Otras veces me convertía en Carmen, y Juan, desde su veloz caballo blanco me robaba de mi destino.

Pero cuando volvía a ser yo, toda la vida caía de golpe al suelo.

Soñar y pasearme por el recuerdo era lo único que me quedaba por hacer. Las miradas, gestos y sonrisas de compasión, de la gente que me rodeaba, estrangulaban el aire sin cesar.

¿Por qué nadie se comportaba con naturalidad?

¿Tanto les dolía?

 

Después de comer, cuando acababa de fregar me volvía a sentar en la silla, me arrimaba a la ventana y mirando mi eterno rosal sin rosas, lloraba sin llorar, imaginaba sin imaginar, lo que hubiera sido de mí si no hubiera venido a cenar el señor Friedreich.

Ya sabía que nunca se iba a ir. También sabía de su crueldad.

El monstruoso inquilino que compartía mi cuerpo me había pegado una nota amarilla en la frente.

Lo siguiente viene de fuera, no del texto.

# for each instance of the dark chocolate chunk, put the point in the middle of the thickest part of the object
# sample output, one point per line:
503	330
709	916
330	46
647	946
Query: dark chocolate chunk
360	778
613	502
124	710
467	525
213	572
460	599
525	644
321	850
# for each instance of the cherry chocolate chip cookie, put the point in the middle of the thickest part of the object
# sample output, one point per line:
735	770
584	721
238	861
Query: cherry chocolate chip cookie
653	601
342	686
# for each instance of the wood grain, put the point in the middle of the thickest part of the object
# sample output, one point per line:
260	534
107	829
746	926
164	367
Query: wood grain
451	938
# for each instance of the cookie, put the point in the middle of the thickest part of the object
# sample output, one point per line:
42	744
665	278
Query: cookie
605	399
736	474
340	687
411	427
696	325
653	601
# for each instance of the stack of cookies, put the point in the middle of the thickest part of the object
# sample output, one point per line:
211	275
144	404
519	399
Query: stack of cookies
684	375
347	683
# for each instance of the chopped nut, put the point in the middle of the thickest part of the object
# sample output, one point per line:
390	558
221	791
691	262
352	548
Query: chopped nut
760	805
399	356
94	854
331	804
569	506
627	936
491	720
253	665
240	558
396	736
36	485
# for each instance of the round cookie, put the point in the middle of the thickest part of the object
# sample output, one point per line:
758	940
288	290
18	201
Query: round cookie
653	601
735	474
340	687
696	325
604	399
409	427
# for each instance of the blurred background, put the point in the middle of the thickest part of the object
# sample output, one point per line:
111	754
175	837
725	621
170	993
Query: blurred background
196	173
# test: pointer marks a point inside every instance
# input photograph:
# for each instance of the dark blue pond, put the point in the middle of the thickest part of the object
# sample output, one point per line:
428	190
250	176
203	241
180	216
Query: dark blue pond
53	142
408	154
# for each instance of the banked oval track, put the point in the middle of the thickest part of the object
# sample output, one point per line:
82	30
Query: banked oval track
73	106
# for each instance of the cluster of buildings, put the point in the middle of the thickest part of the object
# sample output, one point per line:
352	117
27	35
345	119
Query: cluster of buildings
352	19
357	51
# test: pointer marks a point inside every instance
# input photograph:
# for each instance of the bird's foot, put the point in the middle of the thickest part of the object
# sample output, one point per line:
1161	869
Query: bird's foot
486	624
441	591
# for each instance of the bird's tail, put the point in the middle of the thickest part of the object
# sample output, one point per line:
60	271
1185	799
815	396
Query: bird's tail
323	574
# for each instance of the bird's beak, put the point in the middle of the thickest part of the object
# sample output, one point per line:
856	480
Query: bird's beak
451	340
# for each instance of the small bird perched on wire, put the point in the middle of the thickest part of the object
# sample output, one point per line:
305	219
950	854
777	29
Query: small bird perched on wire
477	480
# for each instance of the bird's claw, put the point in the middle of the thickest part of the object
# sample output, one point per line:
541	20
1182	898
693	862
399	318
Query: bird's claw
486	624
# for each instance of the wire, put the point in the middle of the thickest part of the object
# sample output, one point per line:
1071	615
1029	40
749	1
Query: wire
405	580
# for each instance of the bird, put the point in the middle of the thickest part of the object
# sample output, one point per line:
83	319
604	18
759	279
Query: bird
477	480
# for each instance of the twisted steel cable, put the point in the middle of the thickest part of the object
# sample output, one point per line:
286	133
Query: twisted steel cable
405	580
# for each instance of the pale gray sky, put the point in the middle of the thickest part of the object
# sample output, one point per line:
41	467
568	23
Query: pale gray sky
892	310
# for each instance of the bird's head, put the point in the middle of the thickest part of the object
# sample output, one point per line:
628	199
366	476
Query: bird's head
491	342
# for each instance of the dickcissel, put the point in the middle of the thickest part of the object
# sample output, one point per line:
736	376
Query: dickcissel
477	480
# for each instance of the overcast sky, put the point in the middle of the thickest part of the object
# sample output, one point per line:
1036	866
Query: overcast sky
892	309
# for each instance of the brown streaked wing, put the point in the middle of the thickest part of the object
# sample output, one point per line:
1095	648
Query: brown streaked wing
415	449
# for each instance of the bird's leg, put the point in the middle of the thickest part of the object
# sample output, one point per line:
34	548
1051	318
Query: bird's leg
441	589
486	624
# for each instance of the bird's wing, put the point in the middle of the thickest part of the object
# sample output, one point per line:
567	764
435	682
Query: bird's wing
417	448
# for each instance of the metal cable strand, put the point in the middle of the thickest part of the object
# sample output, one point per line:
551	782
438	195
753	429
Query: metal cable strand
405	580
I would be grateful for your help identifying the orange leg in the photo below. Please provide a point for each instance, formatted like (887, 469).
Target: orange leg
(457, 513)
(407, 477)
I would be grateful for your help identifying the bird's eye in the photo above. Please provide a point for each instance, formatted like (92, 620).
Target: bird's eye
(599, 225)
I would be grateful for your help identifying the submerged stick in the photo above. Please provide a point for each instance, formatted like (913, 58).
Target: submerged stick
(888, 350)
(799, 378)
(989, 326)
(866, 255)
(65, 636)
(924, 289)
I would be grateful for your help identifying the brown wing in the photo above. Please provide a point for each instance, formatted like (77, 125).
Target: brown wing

Una nota amarilla en la que había un autoritario axioma escrito con letras profundas, del color de la Pasión, o tal vez fuera el de la compasión.

Un profético axioma y una fecha... Una abominable sentencia con fecha... Un cruel azar sin fecha de caducidad...

 

La enfermedad no es compatible con la Vida, 21 de Enero de 1991

  

La gata se había subido a mis piernas, y abrazándola me reafirmaba en que era imposible que hubiera vida sobre ruedas...

 

¿Y ahora qué?

 

 

 

 

 

                                                                                          Abril 2003.